I've lived in Freeport for more than 40 years. I wasn't born here so I can't claim to be a native but I think my longevity here gives me some standing as a citizen and, more important, as a member of the community. It's the community that I want to talk about.

I've lived practically my entire adult life here; I've paid taxes, gone to PTA meetings, attended town council sessions, helped establish the youth football program, supported the local Boy Scouts and Little League, worked in the local hardware store, supported local businesses, and tried to be a good neighbor. There have been lots of changes in the town since I moved here in 1971 but there is one thing that has not changed: the "Freeport community" has always encompassed the neighboring towns of Pownal and Durham. Three separate towns, yes, but one "community".

Freeport Community Services is a wonderful organization that enriches the lives and provides assisatance to the residents of all three towns; likewise the Freeport Community Library is a wonderful resource that serves residents of Durham and Pownal as well as Freeport; there is even a local newspaper, the Tri-Town Weekly, devoted to providing coverage of news and events in the three towns that comprise the "Freeport community". My sons attended Freeport schools and had friends and classmates from Pownal and Durham. The residents of Durham and Pownal work in Freeport and shop in Freeport.

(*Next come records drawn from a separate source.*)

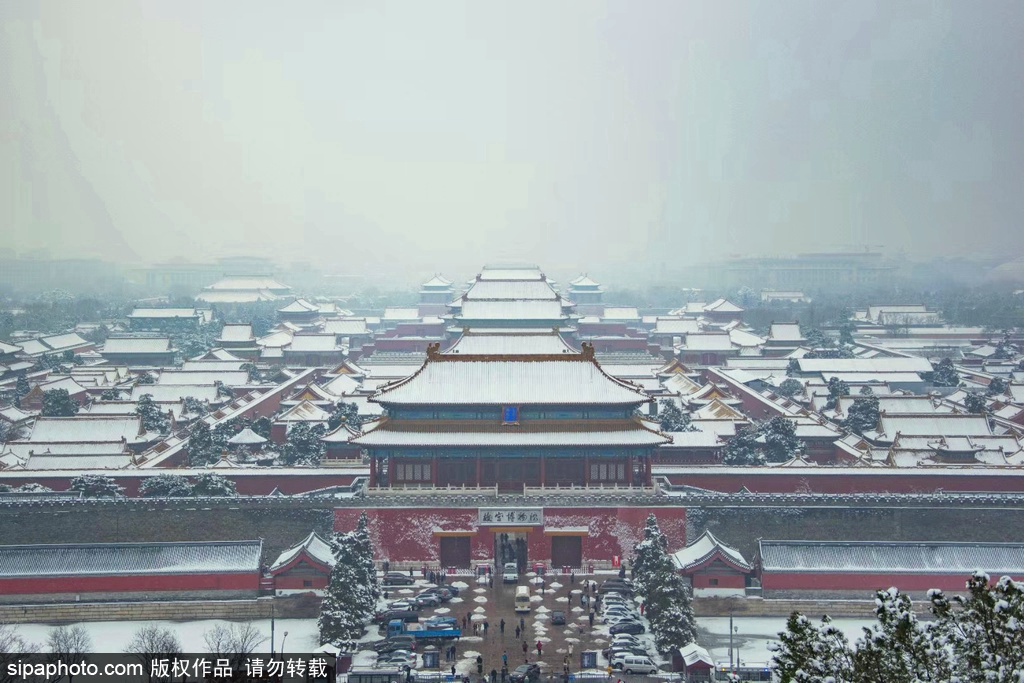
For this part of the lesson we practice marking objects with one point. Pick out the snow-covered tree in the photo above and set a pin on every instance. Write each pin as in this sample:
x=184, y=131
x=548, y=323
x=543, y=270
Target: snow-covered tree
x=836, y=389
x=344, y=413
x=154, y=419
x=667, y=602
x=349, y=600
x=212, y=484
x=863, y=414
x=743, y=448
x=672, y=418
x=96, y=486
x=976, y=402
x=165, y=486
x=983, y=630
x=303, y=445
x=812, y=653
x=789, y=388
x=781, y=442
x=944, y=373
x=57, y=403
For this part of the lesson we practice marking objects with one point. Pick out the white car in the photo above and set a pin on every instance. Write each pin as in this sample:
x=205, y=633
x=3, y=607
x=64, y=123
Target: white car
x=633, y=664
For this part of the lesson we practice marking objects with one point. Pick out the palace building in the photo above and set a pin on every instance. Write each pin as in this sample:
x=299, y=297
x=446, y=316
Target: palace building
x=510, y=420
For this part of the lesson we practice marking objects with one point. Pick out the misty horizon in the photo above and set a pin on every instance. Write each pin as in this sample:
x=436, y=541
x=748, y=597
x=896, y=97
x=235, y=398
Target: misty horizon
x=365, y=138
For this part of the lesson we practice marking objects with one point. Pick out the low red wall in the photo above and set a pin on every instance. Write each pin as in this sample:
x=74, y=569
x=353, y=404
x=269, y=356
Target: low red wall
x=234, y=581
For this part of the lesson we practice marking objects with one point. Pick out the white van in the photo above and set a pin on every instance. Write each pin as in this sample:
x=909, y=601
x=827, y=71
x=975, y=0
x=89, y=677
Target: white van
x=522, y=601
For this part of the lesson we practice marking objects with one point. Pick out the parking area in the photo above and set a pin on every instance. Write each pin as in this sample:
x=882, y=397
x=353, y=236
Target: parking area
x=513, y=637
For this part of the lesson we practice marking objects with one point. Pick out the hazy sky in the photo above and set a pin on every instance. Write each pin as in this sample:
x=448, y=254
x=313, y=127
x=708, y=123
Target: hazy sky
x=571, y=133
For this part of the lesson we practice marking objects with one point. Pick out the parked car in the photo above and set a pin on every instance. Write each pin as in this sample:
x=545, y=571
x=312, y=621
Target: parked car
x=526, y=674
x=395, y=643
x=638, y=665
x=398, y=578
x=398, y=658
x=427, y=600
x=442, y=592
x=634, y=628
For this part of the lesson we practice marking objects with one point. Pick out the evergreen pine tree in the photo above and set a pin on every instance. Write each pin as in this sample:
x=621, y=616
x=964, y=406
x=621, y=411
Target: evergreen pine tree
x=349, y=600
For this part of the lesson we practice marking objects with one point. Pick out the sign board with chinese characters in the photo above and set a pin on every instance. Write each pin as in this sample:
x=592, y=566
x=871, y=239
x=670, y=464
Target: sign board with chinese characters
x=510, y=516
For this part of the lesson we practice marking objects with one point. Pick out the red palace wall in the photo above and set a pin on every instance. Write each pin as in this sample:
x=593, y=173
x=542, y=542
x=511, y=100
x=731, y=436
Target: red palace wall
x=845, y=481
x=865, y=583
x=241, y=581
x=409, y=534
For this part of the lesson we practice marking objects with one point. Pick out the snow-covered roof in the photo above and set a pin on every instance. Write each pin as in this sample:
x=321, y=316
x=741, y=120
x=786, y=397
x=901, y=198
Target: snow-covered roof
x=237, y=332
x=411, y=433
x=584, y=281
x=175, y=393
x=438, y=281
x=85, y=429
x=785, y=332
x=510, y=273
x=303, y=411
x=299, y=306
x=502, y=310
x=835, y=365
x=228, y=377
x=693, y=653
x=341, y=385
x=620, y=313
x=212, y=366
x=723, y=306
x=935, y=425
x=401, y=313
x=482, y=344
x=510, y=290
x=136, y=345
x=572, y=378
x=310, y=343
x=876, y=558
x=346, y=326
x=163, y=313
x=706, y=343
x=704, y=549
x=677, y=326
x=314, y=545
x=237, y=283
x=246, y=438
x=130, y=559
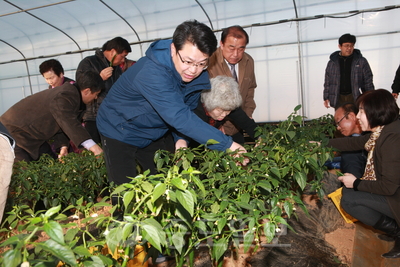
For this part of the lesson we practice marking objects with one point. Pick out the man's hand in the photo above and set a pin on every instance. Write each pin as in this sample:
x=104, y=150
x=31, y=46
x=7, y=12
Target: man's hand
x=180, y=144
x=63, y=151
x=106, y=73
x=96, y=149
x=327, y=103
x=347, y=179
x=237, y=147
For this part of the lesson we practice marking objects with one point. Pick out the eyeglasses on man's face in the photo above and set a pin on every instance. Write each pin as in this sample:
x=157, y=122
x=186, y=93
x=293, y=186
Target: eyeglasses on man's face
x=337, y=124
x=203, y=65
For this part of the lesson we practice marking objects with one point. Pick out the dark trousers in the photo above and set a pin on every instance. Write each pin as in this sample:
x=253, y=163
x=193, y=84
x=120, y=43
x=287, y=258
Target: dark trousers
x=91, y=127
x=365, y=207
x=22, y=154
x=122, y=159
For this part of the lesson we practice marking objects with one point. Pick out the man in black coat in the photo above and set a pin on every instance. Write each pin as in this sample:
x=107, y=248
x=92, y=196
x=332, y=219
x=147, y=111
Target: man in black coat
x=53, y=115
x=7, y=144
x=346, y=122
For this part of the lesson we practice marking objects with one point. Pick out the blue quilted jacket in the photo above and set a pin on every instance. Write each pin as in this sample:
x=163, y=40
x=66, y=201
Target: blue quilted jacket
x=150, y=98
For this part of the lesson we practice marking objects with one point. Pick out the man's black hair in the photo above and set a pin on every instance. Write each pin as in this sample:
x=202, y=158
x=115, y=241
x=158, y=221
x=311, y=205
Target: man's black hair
x=51, y=64
x=92, y=80
x=119, y=44
x=347, y=38
x=196, y=33
x=235, y=31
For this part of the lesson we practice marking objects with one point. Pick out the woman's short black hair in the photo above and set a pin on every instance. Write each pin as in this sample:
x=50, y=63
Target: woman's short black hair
x=379, y=106
x=51, y=64
x=196, y=33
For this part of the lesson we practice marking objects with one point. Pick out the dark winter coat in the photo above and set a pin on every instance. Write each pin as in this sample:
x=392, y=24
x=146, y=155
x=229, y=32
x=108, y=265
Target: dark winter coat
x=386, y=162
x=150, y=98
x=66, y=80
x=48, y=115
x=396, y=82
x=97, y=63
x=361, y=77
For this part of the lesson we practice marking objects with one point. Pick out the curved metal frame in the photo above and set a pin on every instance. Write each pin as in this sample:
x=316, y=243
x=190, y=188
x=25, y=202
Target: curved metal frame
x=26, y=64
x=130, y=26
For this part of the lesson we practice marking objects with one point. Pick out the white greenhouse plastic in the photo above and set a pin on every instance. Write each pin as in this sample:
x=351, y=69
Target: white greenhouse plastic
x=290, y=40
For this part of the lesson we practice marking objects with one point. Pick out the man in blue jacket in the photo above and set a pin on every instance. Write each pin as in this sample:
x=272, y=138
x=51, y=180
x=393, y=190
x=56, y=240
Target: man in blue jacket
x=158, y=94
x=346, y=73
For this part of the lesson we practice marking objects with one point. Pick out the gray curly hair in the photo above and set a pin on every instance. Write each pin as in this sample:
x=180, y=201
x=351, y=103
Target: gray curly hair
x=224, y=94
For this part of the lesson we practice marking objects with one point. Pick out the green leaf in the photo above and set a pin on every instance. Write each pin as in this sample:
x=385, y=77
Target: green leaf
x=288, y=206
x=152, y=231
x=113, y=238
x=12, y=258
x=313, y=163
x=52, y=211
x=291, y=134
x=127, y=230
x=245, y=197
x=54, y=231
x=95, y=262
x=215, y=208
x=127, y=198
x=248, y=240
x=148, y=187
x=298, y=119
x=301, y=179
x=179, y=183
x=178, y=241
x=12, y=240
x=223, y=205
x=199, y=184
x=265, y=185
x=201, y=225
x=64, y=253
x=212, y=142
x=82, y=251
x=269, y=231
x=244, y=205
x=221, y=223
x=159, y=190
x=185, y=198
x=275, y=171
x=219, y=248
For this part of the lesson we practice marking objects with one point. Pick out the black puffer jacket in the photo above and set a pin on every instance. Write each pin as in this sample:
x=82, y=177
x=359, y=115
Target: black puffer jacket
x=97, y=63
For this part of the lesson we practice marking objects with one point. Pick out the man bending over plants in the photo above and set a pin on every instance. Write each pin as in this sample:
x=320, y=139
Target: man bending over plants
x=53, y=115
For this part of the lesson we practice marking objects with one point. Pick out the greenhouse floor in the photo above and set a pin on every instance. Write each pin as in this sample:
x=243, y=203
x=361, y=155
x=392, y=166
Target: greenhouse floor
x=368, y=249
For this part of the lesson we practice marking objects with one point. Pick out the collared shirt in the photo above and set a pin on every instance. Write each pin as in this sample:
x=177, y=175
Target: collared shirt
x=236, y=68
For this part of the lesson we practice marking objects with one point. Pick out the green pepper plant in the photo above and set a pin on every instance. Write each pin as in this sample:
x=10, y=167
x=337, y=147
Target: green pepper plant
x=200, y=197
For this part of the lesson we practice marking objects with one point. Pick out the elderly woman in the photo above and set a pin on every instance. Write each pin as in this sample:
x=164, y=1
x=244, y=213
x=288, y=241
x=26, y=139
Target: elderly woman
x=223, y=102
x=374, y=199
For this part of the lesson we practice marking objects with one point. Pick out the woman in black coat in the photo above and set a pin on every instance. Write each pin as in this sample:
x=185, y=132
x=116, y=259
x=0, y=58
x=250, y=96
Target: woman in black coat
x=223, y=103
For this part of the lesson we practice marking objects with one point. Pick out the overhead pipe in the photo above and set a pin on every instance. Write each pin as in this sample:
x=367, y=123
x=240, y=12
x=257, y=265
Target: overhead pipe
x=26, y=64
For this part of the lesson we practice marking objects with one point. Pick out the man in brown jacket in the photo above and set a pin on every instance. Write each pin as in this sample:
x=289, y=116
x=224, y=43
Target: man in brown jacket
x=231, y=60
x=53, y=115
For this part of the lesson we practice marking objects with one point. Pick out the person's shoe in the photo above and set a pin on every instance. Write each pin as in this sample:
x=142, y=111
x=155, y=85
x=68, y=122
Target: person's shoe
x=390, y=227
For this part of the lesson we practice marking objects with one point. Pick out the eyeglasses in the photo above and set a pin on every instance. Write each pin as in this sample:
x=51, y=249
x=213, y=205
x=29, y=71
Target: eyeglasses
x=203, y=65
x=338, y=123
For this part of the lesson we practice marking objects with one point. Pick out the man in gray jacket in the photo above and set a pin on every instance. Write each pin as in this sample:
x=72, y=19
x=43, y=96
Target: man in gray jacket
x=53, y=115
x=346, y=73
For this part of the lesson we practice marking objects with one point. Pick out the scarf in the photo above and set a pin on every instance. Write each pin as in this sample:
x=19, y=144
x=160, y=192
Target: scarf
x=369, y=173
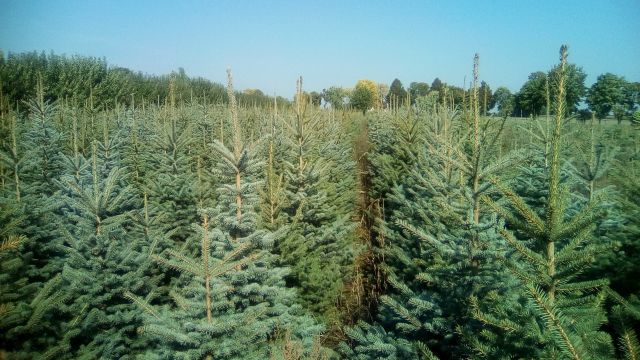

Freeport, Pownal and Durham are three separate entities in terms of municipality but I would argue that they are one in terms of community. Which brings us to the movement afoot for Freeport to withdraw from RSU-5 and go it alone in the education of our children.

Some background is needed here. Freeport has always maintained a school system to provide education from kindergarten through high school. My sons went to Holbrook Street School for their early education, attended Mast Landing and Freeport Middle School during their formative years, and graduated from Freeport High School. Their experience was enriched by the presence of classmates from Durham and Pownal as part of the Freeport School System community. This "community" was formalized when the State mandated that local communities consolidate their educational resources to form "Regional School Units" as an efficiency measure, and RSU-5 was born.

RSU-5 resulted from the formal consolidation of the school systems of Freeport, Pownal and Durham into one entity which incorporated the facilities of the three towns into one entity devoted to the education of students from all three towns. The objective was to ensure that all students from the three separate towns enjoyed access to a quality education, and that the citizens of the three towns would have a voice in how that education was funded. The experiment got off to a pretty good start but recently it has foundered because of budget issues; the citizens of Pownal and Durham balked at approving expenses favored by many citizens of Freeport and all of a sudden the wheels started coming off.

A group of Freeport citizens who were incensed that they had not gotten their way in the budget vote organized a movement to have Freeport withdraw from RSU-5, which is their right. They are well organized and well financed, so their efforts led to an initial vote to have the town "explore" withdrawal. State law mandates several steps to be negotiated prior to a second vote to complete the process for a town to withdraw from an RSU, and the committees negotiating the process are apparently hung up on one critical issue: if Freeport withdraws from the RSU, will it be the "school of record" for students from Pownal and Durham? Incredibly, the withdrawal committee is balking at answering "yes" to this question!

Which gets us back to the concept of "community".  It seems strange to me that we would turn our backs on the children of our neighboring towns and say "sorry, there's no room for you here". It seems even stranger that we would deprive Freeport students of the diversity and richness of experience that derives from broadening the student base beyond the town boundaries. The folks favoring withdrawal from the RSU may very well have compelling arguments in their favor but I can't believe that "we don't have room for students from Pownal and Durham" is one of them.

So I say this to my fellow Freeporters: withdraw from RSU-5 if you feel you must (I will vote against it) but please don't turn your backs on any of the children of the "Freeport Community", which includes students from Durham and Pownal. Freeport must be the "school of record" for our neighbors because if we abandon our "community" what are we teaching our children?